There might have been a wee bit of tension in the air back in the fall of 2010, when this new guy named Jeff joined the band. After all, having a shaved head was MY thing, and this guy didn’t seem to like Neil Diamond AT ALL. But it didn’t take long to figure out that Jeff was both an excellent addition to the band—which was exclusively gigging at charter schools back in those days—and a kindred spirit of rare quality. Jeff is one of those guys that makes you feel like you need to work a little harder on your man card; he’s a world traveler who rides motorcycles, plays guitar, knows—and teaches—all kinds of stuff about guns (and gun safety), and he handles a solid beard. And yes, he shaves his head. He’d be a great guy to have around for a zombie apocalypse, and conveniently, he also digs zombie movies. He’s a multi-media guru, and recently started down that dark, hopeless path into serious photography. (Just remember, my friend, it’s all downhill from here.) If our friendship were only built on band stuff, I’d have plenty of bio material after years of practices and random gigs in odd and obscure places. But as with most genuine friendships, the best memories usually recall long conversations about important and not-so-important subjects, late at night in places like In-N-Out Burger or my old apartment loft. Case in point: our power lunch at @blueplatediner a few weeks back started at a reasonable hour, but the conversation lasted long enough that we could have ordered dinner by the end of it. Now if we could just take care of the Neil Diamond thing...
The easiest way to put this is that Micah is to New York as I am to Chicago. But as usual, the easiest option fails to do justice to a dynamic friendship that has lasted close to two decades, and has made a substantial impact on my own career. I met Micah during the Parker Era of the University 32nd Ward, back when we were meeting in this funny old chapel on 1st South in Salt Lake City. As time and many, many activities passed—including a memorable road trip to the Manti Pageant (RIP) one summer—we became both friends and colleagues, largely thanks to the mysterious enigma that is the Sunday School program. During the same stretch, I watched as NBA basketball became the professional focal point of Micah’s existence, when after years of service at The Delta Center (which snagged me my first opportunity to photograph a Jazz game), he eventually moved to the Big Apple to raise his growing family while working in the league offices. The NBA job has taken Micah all around the world, but I caught him as he passed through town recently, and we grabbed lunch at @granatos.1948 , which was really the only option if you know him at all.
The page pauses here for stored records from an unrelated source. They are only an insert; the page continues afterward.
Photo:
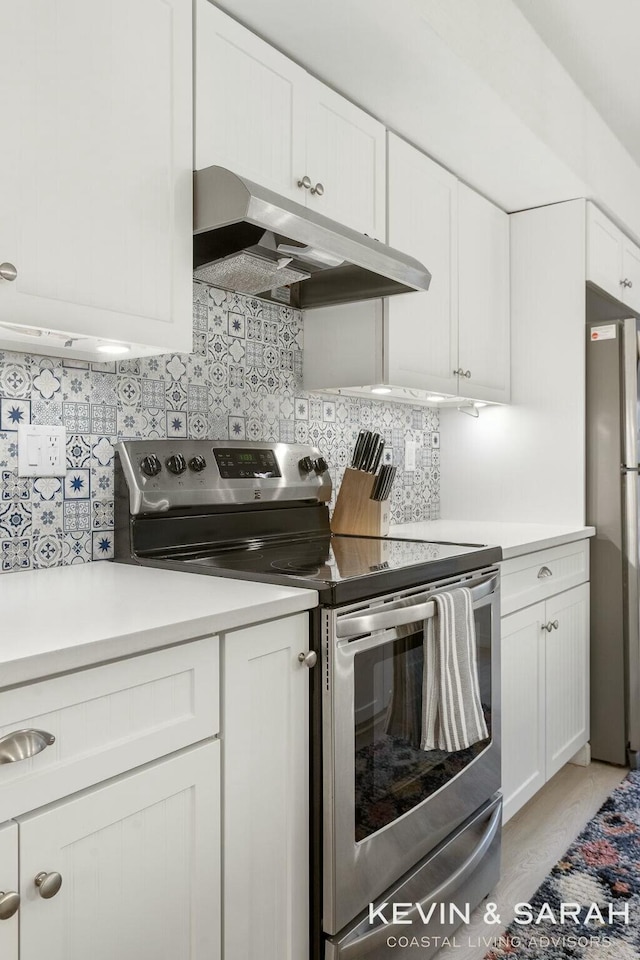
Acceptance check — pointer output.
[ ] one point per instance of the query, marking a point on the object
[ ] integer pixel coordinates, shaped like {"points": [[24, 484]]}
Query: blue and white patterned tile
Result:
{"points": [[46, 551], [102, 514], [78, 451], [176, 423], [76, 547], [102, 545], [15, 554], [102, 452], [47, 382], [47, 488], [14, 413], [76, 516], [15, 518], [15, 377], [14, 487], [102, 481], [153, 394], [77, 416], [77, 485]]}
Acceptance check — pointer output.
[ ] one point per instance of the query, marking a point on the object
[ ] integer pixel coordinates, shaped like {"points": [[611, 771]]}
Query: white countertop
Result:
{"points": [[515, 539], [64, 618]]}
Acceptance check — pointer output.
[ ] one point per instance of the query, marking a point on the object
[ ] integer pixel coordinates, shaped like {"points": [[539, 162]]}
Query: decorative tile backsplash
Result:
{"points": [[244, 381]]}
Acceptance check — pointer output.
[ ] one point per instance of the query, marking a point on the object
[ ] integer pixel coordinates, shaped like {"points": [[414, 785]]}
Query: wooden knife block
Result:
{"points": [[355, 513]]}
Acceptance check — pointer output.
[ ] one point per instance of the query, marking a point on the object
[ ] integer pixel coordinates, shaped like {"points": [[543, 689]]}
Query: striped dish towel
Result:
{"points": [[452, 717]]}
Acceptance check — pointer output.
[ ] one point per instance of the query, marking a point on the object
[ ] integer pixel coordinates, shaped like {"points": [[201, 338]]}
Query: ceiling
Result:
{"points": [[597, 43]]}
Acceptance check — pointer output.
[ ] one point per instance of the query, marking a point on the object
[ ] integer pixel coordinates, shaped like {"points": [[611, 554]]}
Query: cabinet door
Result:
{"points": [[631, 273], [9, 884], [248, 105], [346, 155], [483, 298], [265, 798], [423, 327], [95, 169], [604, 252], [567, 676], [139, 859], [523, 706]]}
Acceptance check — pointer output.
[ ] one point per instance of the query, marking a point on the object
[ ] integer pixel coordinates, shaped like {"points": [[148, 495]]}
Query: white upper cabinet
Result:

He told me all about his recent experiences as a bishop in Harlem, which also feels appropriate, and though I remember saying words, I can’t remember what I contributed to the discussion outside of the impromptu portrait session. Back in 2010, Micah gave me the tip that led to me helming the Deseret News’ film reviews, and provided me with an easy conversation starter at parties for years to come. It’s just one example of trademark generosity from my #1 New Yorker.
It might not be obvious, given that she has hair and a refined sense of style, but this week I’m featuring my sister Katie. Happy Birthday, punk! Good grief, where do I even start? When you’ve known somebody from the time they were literally brought home from the hospital, the memories tend to run together. For years, I treated my kid sister like a Mini-Me, wrapping her up in pillows so we could play full-contact football in our unfinished basement, or sending her lists of songs to listen to while I was on my mission to ensure she had a proper musical upbringing. The 5 1/2 year gap between us meant we were never quite in the same school at the same time—aside from our Kindergarten/6th grade year—and it took an embarrassingly long time before I started to really appreciate the young woman who used to walk around our house singing while I was clinging to delusions of Super Bowl rings. Now of course she’s this dynamo kaleidoscope of activity: dedicated wife and mother, accomplished singer, next-level gift giver, thoughtful poet, teacher, baker, decorator, dresser...and after our recent power lunch at Oh Mai in Salt Lake, I’d say she’s got a talent for spotting excellent food options, as well. Yet there’s one dynamic that seems to define our relationship as much as anything, that springs to mind as I remember a night up in Island Park when we were kids, staying with our grandparents. She was having a rough time, missing home, and I had to be the one to give her a pep talk and let her know things would be OK. It made me feel like I was a good big brother, and it’s humbling to think of how often I go to her for advice now, how those roles have reversed. I see how she is with my brother-in-law, how she is with my nieces, and I feel silly that I ever tried to make her more like me. She was always on the right track all along.